De Belgische voedingsindustrie is vorig jaar met ongeveer drie procent gegroeid, maar dat was volledig te danken aan de export. De binnenlandse markt moest immers, voor het eerst in tien jaar, een daling slikken.
“Melkkoe”
Volgens sectorfederatie Fevia zijn de hoge accijnzen in België de grootste factor voor die daling van 1,7%. De organisatie wijst daarvoor naar de grensaankopen, waarbij de Belgische consument net over de grens zijn inkopen doet: die in 2016 met 8% zijn gestegen.
Fevia vraagt dan ook aan de regering om de accijnzen aan te pakken, omdat die steeds verhogen niet langer het gewenste effect heeft. “We willen niet langer de melkkoe zijn om de gaten in de overheidsbegroting te vullen“, zegt Jean Eylenbosch, voorzitter van Fevia, aan de VRT. “Jaarlijks worden accijnzen verhoogd, als een makkelijke manier om tekorten in de begroting op te vangen.
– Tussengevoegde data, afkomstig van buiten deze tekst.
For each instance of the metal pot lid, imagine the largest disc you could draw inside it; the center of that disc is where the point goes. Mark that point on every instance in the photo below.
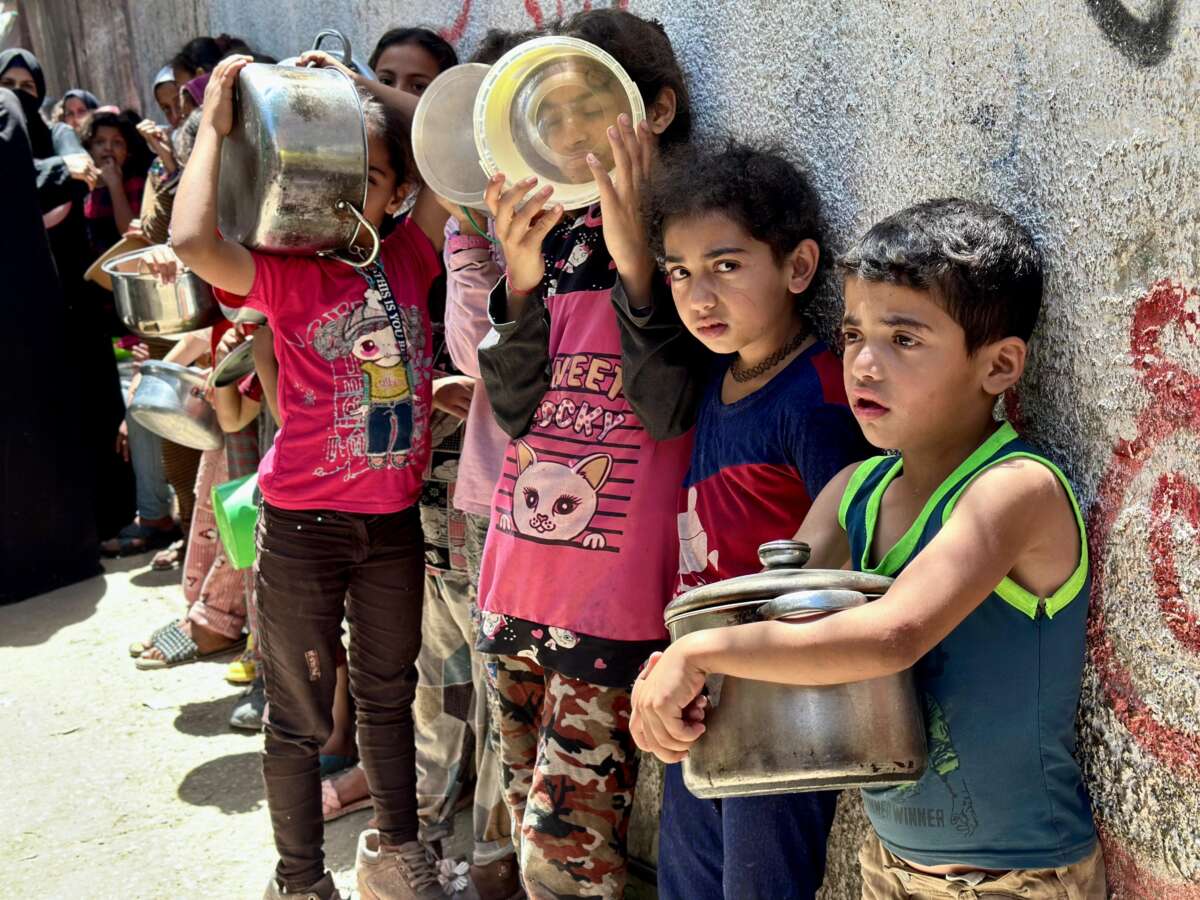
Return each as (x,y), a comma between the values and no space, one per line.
(545,106)
(239,364)
(444,136)
(161,369)
(773,583)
Maar op termijn werkt dat averechts. Want uiteindelijk gaan er jobs verloren en dat zorgt dan ook weer voor druk op de overheidsuitgaven. Je moet bijna een dommerik zijn om geen inkopen te doen over de grens.”
Export
Ook de grote ketens kopen hun producten steeds vaker in het buitenland. Vanwege de grote concurrentie moeten ze de prijzen immers zo laag mogelijk houden en dus gaan ze op zoek naar de goedkoopste oplossing, zelfs al ligt die buiten België.
In het buitenland doen de Belgische producten het wel nog steeds goed: volgens Fevia heeft dat te maken met de hoge kwaliteit. Bovendien wordt er een meer divers aanbod naar steeds meer landen geëxporteerd. Zo zijn de Belgische appelen sinds kort bezig aan een opmars in India.